# Zombie knives



## fr3db3ar (Aug 6, 2011)

https://www.huntingclub.com/inside-track/exclusive-deals/5-zombie-throwers-and-glow-in-the-dark-target.aspx

LMAO


----------



## youngdon (Mar 10, 2010)

LOL
Under benefits and features they forgot a few things...Like frequent trips to the emergency room......well ventilated walls.....


----------



## Weasel (Jun 18, 2012)

I'm thinking that anybody that would buy that probably shouldn't be playing with sharp objects.


----------



## Rick Howard (Feb 25, 2012)

You posted this just for Mike didn't you? lol


----------



## 220swift (Mar 2, 2011)

you guys just want to see my head explode don't you...............







lol


----------



## Rick Howard (Feb 25, 2012)

I am just instigating...


----------



## Hellbilly1373 (May 12, 2012)

A glow in the dark target?

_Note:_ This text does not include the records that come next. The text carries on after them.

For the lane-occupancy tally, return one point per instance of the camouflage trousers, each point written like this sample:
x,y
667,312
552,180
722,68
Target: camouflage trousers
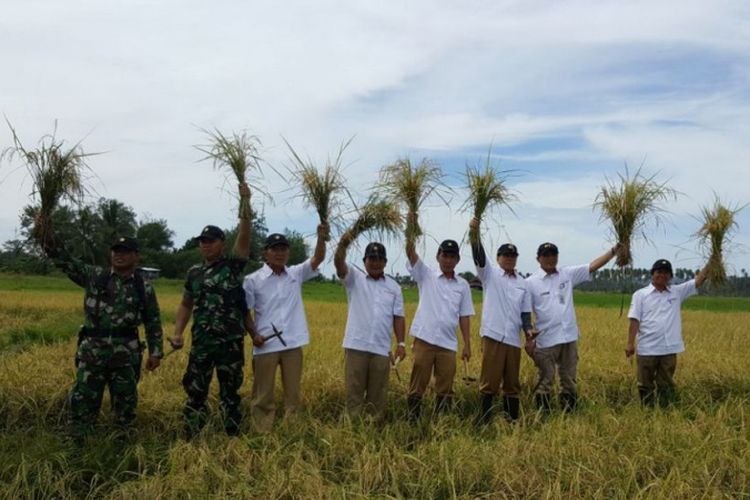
x,y
114,363
228,359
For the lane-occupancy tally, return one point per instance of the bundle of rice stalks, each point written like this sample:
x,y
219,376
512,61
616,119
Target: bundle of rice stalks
x,y
376,215
239,154
487,189
718,224
320,190
412,185
57,174
630,205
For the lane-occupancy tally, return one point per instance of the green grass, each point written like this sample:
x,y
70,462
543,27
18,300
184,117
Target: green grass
x,y
610,448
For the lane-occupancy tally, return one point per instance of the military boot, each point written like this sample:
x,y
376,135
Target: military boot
x,y
414,408
568,402
512,407
487,406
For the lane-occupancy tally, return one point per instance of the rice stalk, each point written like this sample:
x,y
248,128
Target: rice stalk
x,y
320,191
488,189
411,185
237,153
378,215
719,222
58,174
631,204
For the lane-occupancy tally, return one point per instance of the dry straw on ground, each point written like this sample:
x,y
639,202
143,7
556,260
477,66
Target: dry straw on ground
x,y
239,154
719,222
58,174
412,185
631,204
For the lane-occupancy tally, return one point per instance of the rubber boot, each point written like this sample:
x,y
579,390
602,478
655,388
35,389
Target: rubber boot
x,y
543,402
414,408
568,402
512,407
486,413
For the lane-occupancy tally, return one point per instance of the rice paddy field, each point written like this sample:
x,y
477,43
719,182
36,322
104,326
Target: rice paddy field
x,y
611,447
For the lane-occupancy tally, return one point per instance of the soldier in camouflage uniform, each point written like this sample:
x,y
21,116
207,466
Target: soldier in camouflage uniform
x,y
214,296
109,352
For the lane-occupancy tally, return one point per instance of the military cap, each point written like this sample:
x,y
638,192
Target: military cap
x,y
211,233
376,250
508,249
449,247
126,243
276,239
662,265
547,249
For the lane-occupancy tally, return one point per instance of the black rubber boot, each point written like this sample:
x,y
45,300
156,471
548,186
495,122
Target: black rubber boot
x,y
487,406
647,396
543,402
568,402
512,408
414,408
442,404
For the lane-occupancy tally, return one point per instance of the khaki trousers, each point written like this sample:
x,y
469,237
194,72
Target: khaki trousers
x,y
366,381
429,358
562,358
656,372
262,406
501,363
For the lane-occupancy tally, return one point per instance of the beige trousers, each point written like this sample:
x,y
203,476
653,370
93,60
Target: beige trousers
x,y
262,406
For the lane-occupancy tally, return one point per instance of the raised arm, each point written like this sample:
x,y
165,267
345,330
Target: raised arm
x,y
339,258
242,243
320,246
475,238
600,261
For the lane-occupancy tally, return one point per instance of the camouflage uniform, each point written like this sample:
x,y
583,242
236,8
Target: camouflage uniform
x,y
109,352
218,340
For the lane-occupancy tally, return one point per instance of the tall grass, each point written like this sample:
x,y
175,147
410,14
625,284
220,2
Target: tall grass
x,y
610,448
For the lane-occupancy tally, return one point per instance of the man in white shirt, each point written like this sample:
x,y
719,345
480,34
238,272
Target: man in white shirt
x,y
274,294
376,306
444,304
655,318
555,349
506,308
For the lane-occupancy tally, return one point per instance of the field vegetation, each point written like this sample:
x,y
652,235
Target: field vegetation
x,y
611,447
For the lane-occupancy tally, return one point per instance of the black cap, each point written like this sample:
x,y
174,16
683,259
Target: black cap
x,y
547,249
449,247
508,249
126,243
375,249
276,239
211,233
662,265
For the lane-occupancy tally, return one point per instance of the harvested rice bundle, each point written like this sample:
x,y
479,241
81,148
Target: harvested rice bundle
x,y
719,222
630,205
238,153
320,190
57,174
412,185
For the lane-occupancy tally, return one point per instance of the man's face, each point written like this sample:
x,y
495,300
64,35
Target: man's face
x,y
661,278
123,260
211,249
447,261
507,262
277,256
375,265
548,262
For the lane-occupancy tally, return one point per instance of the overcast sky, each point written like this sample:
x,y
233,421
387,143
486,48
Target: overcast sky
x,y
566,92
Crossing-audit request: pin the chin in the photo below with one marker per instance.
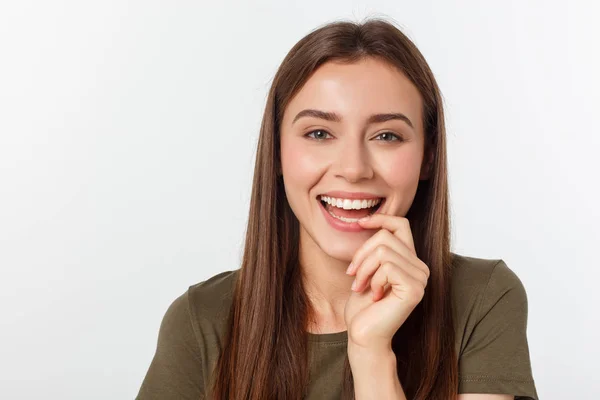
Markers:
(342, 250)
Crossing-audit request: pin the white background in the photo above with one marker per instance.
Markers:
(127, 139)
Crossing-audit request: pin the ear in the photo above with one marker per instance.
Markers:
(427, 166)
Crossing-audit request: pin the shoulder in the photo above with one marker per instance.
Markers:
(209, 297)
(484, 289)
(484, 278)
(209, 303)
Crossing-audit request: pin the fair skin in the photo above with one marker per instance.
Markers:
(352, 152)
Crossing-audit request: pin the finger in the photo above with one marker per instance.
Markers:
(381, 254)
(399, 226)
(386, 238)
(401, 283)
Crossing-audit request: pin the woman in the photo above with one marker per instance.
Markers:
(350, 184)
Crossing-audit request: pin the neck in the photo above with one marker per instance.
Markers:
(326, 284)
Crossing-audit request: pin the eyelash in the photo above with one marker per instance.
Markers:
(397, 137)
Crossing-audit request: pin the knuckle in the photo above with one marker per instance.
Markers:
(380, 251)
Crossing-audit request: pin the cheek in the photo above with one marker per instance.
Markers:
(402, 170)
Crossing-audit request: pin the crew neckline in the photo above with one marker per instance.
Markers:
(335, 337)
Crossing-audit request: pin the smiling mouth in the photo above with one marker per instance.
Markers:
(350, 210)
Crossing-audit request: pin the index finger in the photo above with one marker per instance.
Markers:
(398, 226)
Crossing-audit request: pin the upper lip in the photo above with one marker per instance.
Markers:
(338, 194)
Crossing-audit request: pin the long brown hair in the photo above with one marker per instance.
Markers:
(265, 351)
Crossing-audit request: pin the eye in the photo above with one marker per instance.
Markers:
(388, 137)
(319, 134)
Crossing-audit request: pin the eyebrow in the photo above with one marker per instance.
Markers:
(331, 116)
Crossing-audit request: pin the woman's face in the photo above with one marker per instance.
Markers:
(352, 143)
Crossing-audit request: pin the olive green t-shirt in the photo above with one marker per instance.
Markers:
(490, 317)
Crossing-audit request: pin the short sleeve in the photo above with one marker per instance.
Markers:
(496, 356)
(176, 369)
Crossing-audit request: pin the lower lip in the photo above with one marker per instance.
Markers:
(341, 225)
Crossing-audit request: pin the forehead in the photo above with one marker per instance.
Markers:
(358, 90)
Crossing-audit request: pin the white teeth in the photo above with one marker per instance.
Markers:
(348, 204)
(348, 220)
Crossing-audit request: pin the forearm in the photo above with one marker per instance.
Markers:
(375, 374)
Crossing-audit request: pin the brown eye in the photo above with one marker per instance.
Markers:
(319, 134)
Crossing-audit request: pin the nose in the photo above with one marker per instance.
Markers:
(353, 161)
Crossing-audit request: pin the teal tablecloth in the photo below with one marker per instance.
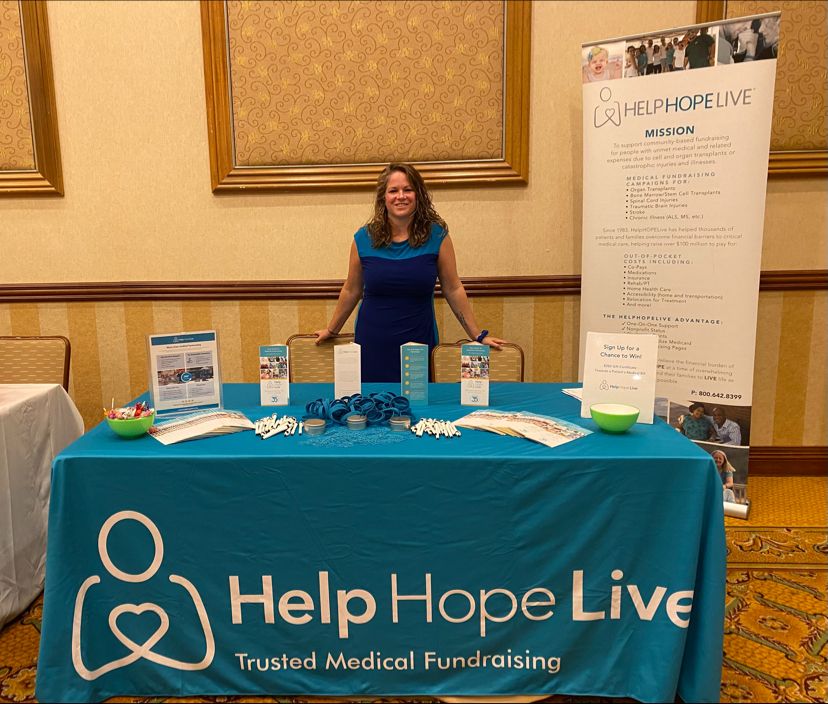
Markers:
(234, 565)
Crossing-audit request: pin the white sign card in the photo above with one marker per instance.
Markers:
(620, 368)
(274, 384)
(184, 373)
(347, 370)
(474, 375)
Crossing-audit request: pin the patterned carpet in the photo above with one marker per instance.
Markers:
(776, 619)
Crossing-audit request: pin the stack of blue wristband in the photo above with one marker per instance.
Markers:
(377, 408)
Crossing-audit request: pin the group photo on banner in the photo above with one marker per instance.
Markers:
(675, 172)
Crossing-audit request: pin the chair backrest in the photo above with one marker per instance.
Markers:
(310, 362)
(35, 360)
(504, 365)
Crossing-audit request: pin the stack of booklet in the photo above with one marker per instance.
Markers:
(543, 429)
(200, 425)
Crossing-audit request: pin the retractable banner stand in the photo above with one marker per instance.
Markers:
(676, 138)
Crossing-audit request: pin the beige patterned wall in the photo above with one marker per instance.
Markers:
(366, 81)
(16, 147)
(800, 120)
(109, 355)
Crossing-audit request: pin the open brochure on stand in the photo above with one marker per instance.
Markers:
(204, 424)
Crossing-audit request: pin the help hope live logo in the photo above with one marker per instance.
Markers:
(353, 606)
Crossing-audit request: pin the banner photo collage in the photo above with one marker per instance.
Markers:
(675, 172)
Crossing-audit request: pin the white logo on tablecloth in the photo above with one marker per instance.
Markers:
(137, 650)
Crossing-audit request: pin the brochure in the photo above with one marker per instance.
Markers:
(620, 368)
(274, 384)
(347, 370)
(204, 424)
(546, 430)
(474, 375)
(184, 374)
(414, 372)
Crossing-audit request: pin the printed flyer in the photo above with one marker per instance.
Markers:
(676, 139)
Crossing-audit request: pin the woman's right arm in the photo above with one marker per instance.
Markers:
(349, 296)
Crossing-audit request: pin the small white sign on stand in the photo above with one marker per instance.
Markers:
(274, 384)
(620, 368)
(347, 370)
(184, 373)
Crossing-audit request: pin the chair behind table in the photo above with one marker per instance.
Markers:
(504, 365)
(35, 360)
(310, 362)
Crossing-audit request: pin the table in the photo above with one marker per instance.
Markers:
(378, 563)
(36, 422)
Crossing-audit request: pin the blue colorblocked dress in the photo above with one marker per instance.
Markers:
(397, 301)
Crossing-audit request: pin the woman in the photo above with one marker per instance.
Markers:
(394, 263)
(726, 473)
(697, 425)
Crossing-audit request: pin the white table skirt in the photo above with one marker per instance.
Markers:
(36, 422)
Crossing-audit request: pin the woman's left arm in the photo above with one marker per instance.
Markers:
(455, 294)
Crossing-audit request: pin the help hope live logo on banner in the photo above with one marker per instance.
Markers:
(676, 137)
(344, 608)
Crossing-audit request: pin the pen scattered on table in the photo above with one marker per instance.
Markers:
(435, 427)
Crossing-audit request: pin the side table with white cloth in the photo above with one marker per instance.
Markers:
(36, 422)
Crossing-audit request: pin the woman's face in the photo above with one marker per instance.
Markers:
(400, 197)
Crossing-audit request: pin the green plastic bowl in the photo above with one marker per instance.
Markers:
(131, 427)
(614, 417)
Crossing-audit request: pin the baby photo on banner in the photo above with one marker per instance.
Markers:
(675, 172)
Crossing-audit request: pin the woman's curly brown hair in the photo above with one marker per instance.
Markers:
(424, 214)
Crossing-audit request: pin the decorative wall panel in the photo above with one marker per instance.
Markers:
(29, 147)
(16, 144)
(310, 94)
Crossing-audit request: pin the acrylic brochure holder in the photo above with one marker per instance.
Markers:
(184, 373)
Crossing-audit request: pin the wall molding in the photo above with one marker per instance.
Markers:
(507, 286)
(791, 461)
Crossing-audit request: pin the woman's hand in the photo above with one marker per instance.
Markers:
(495, 342)
(322, 335)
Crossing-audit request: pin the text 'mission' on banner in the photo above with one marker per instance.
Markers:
(675, 172)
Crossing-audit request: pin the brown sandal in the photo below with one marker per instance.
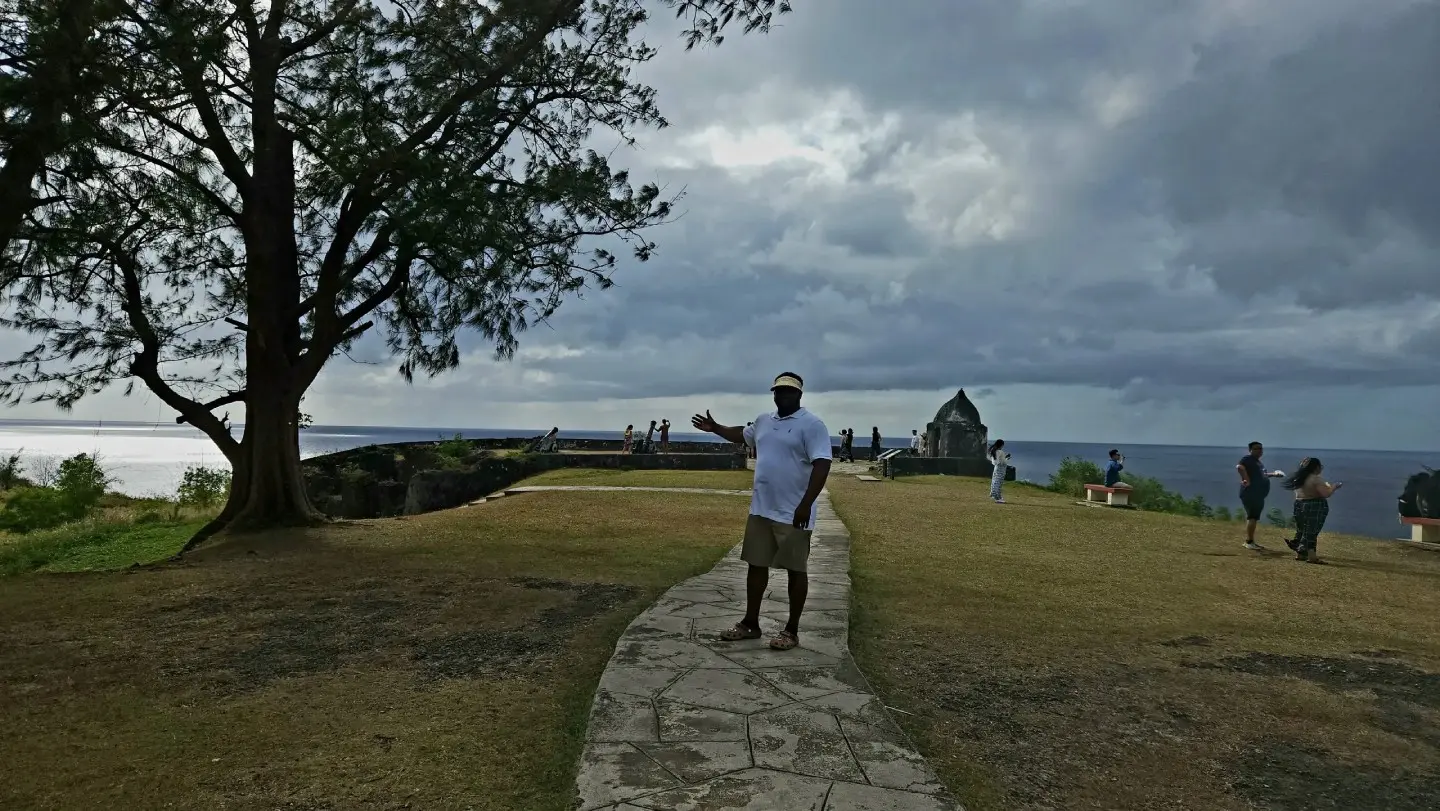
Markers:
(739, 631)
(784, 641)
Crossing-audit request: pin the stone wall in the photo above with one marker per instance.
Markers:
(444, 489)
(411, 478)
(906, 464)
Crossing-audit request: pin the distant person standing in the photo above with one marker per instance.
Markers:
(1254, 489)
(1112, 471)
(1001, 460)
(791, 466)
(1312, 506)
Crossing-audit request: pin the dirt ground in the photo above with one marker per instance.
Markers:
(435, 661)
(1050, 656)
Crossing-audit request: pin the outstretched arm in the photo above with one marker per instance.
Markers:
(709, 425)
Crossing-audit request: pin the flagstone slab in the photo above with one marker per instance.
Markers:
(684, 720)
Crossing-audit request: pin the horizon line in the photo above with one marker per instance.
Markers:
(526, 432)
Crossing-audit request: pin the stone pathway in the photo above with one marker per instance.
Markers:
(686, 722)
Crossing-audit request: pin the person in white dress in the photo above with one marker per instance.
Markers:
(1001, 460)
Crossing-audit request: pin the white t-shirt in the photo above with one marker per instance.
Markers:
(785, 447)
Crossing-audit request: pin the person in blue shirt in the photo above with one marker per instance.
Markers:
(1112, 471)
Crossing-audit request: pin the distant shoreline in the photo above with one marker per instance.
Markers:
(606, 434)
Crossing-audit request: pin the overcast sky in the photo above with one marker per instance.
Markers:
(1174, 221)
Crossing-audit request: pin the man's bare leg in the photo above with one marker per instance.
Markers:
(799, 589)
(755, 584)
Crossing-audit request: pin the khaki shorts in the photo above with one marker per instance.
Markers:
(775, 545)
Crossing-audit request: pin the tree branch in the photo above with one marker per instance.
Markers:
(226, 399)
(146, 363)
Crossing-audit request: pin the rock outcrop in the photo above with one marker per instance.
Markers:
(956, 431)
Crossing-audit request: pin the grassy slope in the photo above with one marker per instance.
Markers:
(435, 661)
(121, 532)
(1060, 656)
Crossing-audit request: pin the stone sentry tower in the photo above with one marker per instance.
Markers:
(956, 431)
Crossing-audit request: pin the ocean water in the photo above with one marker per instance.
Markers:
(149, 460)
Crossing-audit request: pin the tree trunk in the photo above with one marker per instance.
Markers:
(271, 493)
(267, 483)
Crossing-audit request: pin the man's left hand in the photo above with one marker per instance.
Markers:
(802, 516)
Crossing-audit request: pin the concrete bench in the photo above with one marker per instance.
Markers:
(1118, 496)
(1423, 530)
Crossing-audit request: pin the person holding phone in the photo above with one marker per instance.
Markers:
(1254, 489)
(1112, 471)
(1312, 504)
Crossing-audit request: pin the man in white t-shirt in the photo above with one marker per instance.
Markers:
(791, 466)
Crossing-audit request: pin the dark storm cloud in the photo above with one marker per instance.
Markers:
(1314, 170)
(1184, 173)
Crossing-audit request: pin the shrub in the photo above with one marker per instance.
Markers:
(38, 509)
(81, 480)
(10, 471)
(203, 486)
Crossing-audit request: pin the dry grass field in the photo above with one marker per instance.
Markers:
(1053, 656)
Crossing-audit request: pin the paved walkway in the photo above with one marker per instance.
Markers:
(686, 722)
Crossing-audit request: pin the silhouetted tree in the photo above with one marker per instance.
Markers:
(271, 180)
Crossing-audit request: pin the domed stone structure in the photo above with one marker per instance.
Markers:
(956, 431)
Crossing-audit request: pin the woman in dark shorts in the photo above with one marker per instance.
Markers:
(1254, 487)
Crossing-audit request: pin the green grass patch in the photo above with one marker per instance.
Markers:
(94, 546)
(444, 660)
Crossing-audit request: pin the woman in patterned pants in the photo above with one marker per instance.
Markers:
(1312, 504)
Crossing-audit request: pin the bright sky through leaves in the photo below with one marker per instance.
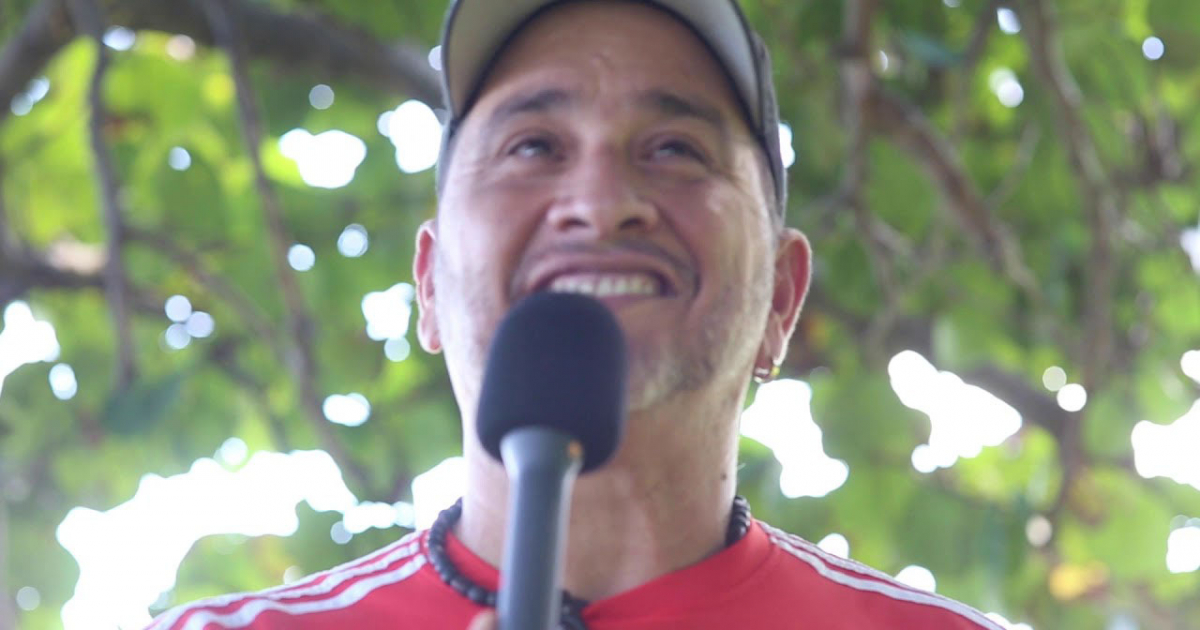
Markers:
(964, 418)
(327, 160)
(149, 535)
(781, 420)
(417, 135)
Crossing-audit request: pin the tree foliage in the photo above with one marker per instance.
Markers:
(994, 239)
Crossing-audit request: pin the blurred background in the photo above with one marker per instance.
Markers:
(209, 381)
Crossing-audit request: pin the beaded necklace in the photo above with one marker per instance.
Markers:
(573, 606)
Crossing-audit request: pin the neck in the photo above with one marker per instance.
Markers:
(624, 521)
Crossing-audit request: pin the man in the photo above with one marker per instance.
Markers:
(625, 150)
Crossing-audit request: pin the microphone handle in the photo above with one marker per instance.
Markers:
(543, 465)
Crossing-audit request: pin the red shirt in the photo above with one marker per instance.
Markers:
(769, 580)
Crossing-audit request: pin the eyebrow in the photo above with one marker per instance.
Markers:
(532, 103)
(671, 105)
(661, 102)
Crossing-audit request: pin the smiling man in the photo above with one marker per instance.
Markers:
(629, 151)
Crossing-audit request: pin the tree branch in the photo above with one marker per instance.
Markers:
(984, 25)
(910, 130)
(46, 30)
(1041, 35)
(317, 45)
(299, 322)
(88, 17)
(190, 262)
(7, 616)
(1025, 150)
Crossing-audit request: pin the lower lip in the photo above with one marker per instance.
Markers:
(615, 301)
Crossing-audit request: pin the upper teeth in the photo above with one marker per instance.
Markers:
(605, 285)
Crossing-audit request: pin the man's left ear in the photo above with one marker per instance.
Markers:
(793, 273)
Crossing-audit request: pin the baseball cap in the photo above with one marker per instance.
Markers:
(477, 30)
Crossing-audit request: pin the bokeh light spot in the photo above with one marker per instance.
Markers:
(1007, 21)
(301, 257)
(964, 418)
(389, 311)
(180, 47)
(1169, 450)
(1038, 531)
(351, 409)
(417, 135)
(1054, 378)
(1183, 550)
(1152, 48)
(787, 151)
(918, 577)
(397, 349)
(1007, 89)
(178, 309)
(179, 159)
(1072, 397)
(1006, 624)
(321, 96)
(837, 545)
(781, 420)
(353, 241)
(437, 489)
(63, 382)
(24, 340)
(120, 39)
(327, 160)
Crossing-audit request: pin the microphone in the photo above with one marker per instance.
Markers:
(552, 406)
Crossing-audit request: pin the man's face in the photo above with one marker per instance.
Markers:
(606, 155)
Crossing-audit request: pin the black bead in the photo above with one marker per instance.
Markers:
(573, 606)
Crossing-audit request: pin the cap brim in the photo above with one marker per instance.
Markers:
(475, 30)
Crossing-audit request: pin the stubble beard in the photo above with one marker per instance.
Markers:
(695, 359)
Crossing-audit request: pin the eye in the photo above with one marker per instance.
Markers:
(676, 148)
(533, 147)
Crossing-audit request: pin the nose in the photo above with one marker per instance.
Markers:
(601, 195)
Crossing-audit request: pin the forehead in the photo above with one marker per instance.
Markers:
(607, 49)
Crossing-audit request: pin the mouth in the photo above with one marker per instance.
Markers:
(609, 283)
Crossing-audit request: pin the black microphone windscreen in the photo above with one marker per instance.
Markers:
(557, 360)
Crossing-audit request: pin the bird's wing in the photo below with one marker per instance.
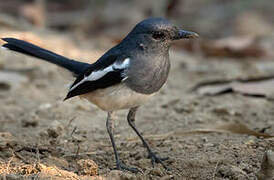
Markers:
(105, 72)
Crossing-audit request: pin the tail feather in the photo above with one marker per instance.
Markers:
(32, 50)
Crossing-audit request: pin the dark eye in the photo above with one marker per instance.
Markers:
(158, 35)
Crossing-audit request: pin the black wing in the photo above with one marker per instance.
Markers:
(108, 79)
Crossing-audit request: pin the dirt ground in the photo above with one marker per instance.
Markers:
(42, 137)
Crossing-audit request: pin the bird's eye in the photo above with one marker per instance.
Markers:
(158, 35)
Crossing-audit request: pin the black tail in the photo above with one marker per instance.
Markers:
(27, 48)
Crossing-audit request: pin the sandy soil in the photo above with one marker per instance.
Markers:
(42, 137)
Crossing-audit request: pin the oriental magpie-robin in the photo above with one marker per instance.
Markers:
(124, 77)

Sounds safe to throw knives in the dark.


----------



## fr3db3ar (Aug 6, 2011)

The target is to hang on the ceiling of your kids bedroom and scare the crap out of them LOL


----------



## 220swift (Mar 2, 2011)

fr3db3ar said:


> The target is to hang on the ceiling of your kids bedroom and scare the crap out of them LOL


now that I would do (grandkids for me).......lol


----------